Quick primer interviewers expect: caching is a design decision, not a "add Redis and pray" tactic. Know what to cache, which strategy to use, how to expire and invalidate, and how to monitor.

What to cache (start here)

Sessions and authentication tokens (if safe to cache).
API responses for idempotent or read-heavy endpoints.
Static assets (images, JS, CSS) and CDN-cached content.
"Hot" query results and aggregated counters (e.g., leaderboards, dashboards).

Pick the smallest surface area that gives measurable latency or load reduction.

Popular caching strategies (and when to name-drop them in interviews)

Cache-Aside (Lazy Loading)
- Flow: application checks cache -> if miss, load from DB -> write to cache -> return.
- Pros: simple, widely used, flexible invalidation.
- Cons: cache warm-up on misses; potential stale reads between DB write and cache update.
Write-Through
- Flow: writes go to cache, cache synchronously writes to DB.
- Pros: strong read-after-write consistency for cached keys.
- Cons: higher write latency because every write persists synchronously.
Write-Behind (Write-Back)
- Flow: write acknowledged when written to cache; cache asynchronously flushes to DB.
- Pros: very low write latency.
- Cons: risk of data loss if cache node dies before flush; complexity in retry/ordering.

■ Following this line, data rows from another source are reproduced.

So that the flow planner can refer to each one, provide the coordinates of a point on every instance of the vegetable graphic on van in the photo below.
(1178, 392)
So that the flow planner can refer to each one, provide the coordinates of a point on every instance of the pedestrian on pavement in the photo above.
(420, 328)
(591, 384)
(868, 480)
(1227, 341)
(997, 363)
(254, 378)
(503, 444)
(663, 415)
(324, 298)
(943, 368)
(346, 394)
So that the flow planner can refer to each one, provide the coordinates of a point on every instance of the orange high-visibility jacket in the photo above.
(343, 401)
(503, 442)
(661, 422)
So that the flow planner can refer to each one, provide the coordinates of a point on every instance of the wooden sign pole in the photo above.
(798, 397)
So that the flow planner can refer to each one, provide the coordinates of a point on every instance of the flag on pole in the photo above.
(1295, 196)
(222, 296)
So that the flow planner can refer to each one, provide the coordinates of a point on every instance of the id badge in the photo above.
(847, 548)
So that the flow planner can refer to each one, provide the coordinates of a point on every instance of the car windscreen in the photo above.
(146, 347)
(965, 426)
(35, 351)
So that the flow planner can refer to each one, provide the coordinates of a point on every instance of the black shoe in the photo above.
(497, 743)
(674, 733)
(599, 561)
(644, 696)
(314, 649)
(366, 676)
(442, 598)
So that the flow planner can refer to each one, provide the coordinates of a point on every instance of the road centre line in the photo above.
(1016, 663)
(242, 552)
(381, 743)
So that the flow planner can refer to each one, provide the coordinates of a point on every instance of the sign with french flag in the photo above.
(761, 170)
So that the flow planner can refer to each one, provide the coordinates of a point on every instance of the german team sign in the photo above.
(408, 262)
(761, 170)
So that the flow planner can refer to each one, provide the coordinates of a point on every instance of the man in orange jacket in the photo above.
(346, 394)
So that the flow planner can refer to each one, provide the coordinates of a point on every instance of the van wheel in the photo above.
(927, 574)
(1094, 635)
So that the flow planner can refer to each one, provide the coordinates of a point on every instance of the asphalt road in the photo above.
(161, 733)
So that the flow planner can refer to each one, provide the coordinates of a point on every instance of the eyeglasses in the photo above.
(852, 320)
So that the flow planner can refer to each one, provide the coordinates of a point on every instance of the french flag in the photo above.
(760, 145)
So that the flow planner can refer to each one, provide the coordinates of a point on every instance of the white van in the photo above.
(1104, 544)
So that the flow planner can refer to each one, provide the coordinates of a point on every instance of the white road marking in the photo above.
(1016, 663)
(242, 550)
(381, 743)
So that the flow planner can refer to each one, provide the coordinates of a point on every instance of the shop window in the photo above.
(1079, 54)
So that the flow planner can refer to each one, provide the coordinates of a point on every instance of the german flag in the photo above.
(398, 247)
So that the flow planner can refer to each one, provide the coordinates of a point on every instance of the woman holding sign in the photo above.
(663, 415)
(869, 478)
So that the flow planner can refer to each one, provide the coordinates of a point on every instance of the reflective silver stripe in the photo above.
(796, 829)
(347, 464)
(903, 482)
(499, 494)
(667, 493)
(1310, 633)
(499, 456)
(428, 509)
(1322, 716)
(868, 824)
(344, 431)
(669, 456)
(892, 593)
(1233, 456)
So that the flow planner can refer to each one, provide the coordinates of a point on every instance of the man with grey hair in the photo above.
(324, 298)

When discussing, mention trade-offs: consistency vs latency vs complexity.

TTL and invalidation — do not rely on TTL alone

Always set a sensible TTL (time-to-live) to bound staleness and memory usage.
Use event-based invalidation when the origin of truth changes (e.g., after a write, invalidate related keys).
Consider patterns to avoid race conditions and stampedes:
- Cache stampede mitigation: request coalescing, mutexes, or pre-warming.
- Stale-while-revalidate: serve slightly stale data while refreshing in background.
- Use versioned keys (key:v2) to make invalidation atomic.

Distributed cache for multi-instance apps

Use Redis or Memcached (or cloud-managed equivalents) when you have multiple application instances.
Choose Redis for advanced features (persistence, replication, data structures, Lua scripting).
Be mindful of network latency, sharding, and capacity planning.

Monitor and tune

Track these metrics and tune accordingly:

Hit rate and miss rate (target higher hit rate for the most important keys).
Eviction rate (indicates insufficient memory or poor key sizing).
Cache latency (network + serialization costs).
Thundering herd occurrences and stampede events.

Use dashboards and alerts to detect regressions after deployments.

What not to cache / pitfalls

Never cache sensitive data (full credit card numbers, secrets, PII) unless encrypted and justified.
Avoid caching large unbounded collections; prefer paginated or summarized views.
Watch serialization cost: expensive (de)serialization can negate latency gains.
Remember cache consistency semantics — eventual consistency may be fine for read-mostly data, but not for critical transactional flows.

Interview checklist — succinct talking points

Name what you'd cache and why (sessions, hot queries, static assets).
Choose a strategy and justify trade-offs (cache-aside for simplicity, write-through for strong consistency, write-behind for throughput).
Explain TTL + event-based invalidation and how you'd prevent stampedes.
Mention distributed cache choices (Redis vs Memcached) and monitoring metrics.
Call out security: don’t cache sensitive data.

Short example: cache-aside pseudocode

# read flow
value = cache.get(key)
if not value:
    value = db.read(key)
    cache.set(key, value, ttl=60)
return value

# write flow (simple invalidation)
db.write(key, new_value)
cache.delete(key)  # or update cache atomically

Keep answers concrete in interviews: quantify expected reductions (e.g., reduce DB read load by X%, drop p95 latency from Y->Z ms) and mention monitoring you’d add to validate the change.

#SystemDesign #SoftwareEngineering #Backend